Which inline assembly code is correct for rdtscp?

James picture James · Feb 9, 2013 · Viewed 9.6k times · Source

Disclaimer: Words cannot describe how much I detest AT&T style syntax

I have a problem that I hope is caused by register clobbering. If not, I have a much bigger problem.

The first version I used was

static unsigned long long rdtscp(void)
{
    unsigned int hi, lo;
    __asm__ __volatile__("rdtscp" : "=a"(lo), "=d"(hi));
    return (unsigned long long)lo | ((unsigned long long)hi << 32);
}

I notice there is no 'clobbering' stuff in this version. Whether or not this is a problem I don't know... I suppose it depends if the compiler inlines the function or not.

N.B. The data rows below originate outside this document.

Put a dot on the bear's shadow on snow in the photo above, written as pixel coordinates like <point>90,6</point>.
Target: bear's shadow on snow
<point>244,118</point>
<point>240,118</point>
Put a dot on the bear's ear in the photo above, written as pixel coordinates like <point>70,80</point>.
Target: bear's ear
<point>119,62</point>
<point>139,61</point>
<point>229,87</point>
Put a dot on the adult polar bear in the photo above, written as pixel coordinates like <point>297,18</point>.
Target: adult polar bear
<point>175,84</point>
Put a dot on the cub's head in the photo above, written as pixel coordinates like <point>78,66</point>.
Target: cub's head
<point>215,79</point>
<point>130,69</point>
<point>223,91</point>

Using this version causes me problems that aren't always reproducible.

The next version I found is

static unsigned long long rdtscp(void)
{
    unsigned long long tsc;
    __asm__ __volatile__(
        "rdtscp;"
        "shl $32, %%rdx;"
        "or %%rdx, %%rax"
        : "=a"(tsc)
        :
        : "%rcx", "%rdx");

    return tsc;
}

This is reassuringly unreadable and official looking, but like I said my issue isn't always reproducible so I'm merely trying to rule out one possible cause of my problem.

The reason I believe the first version is a problem is that it is overwriting a register that previously held a function parameter.

What's correct... version 1, or version 2, or both?

Answer

amdn picture amdn · Feb 9, 2013

Here's C++ code that will return the TSC and store the auxiliary 32-bits into the reference parameter

static inline uint64_t rdtscp( uint32_t & aux )
{
    uint64_t rax,rdx;
    asm volatile ( "rdtscp\n" : "=a" (rax), "=d" (rdx), "=c" (aux) : : );
    return (rdx << 32) + rax;
}

It is better to do the shift and add to merge both 32-bit halves in C++ statement rather than inline, this allows the compiler to schedule those instructions as it sees fit.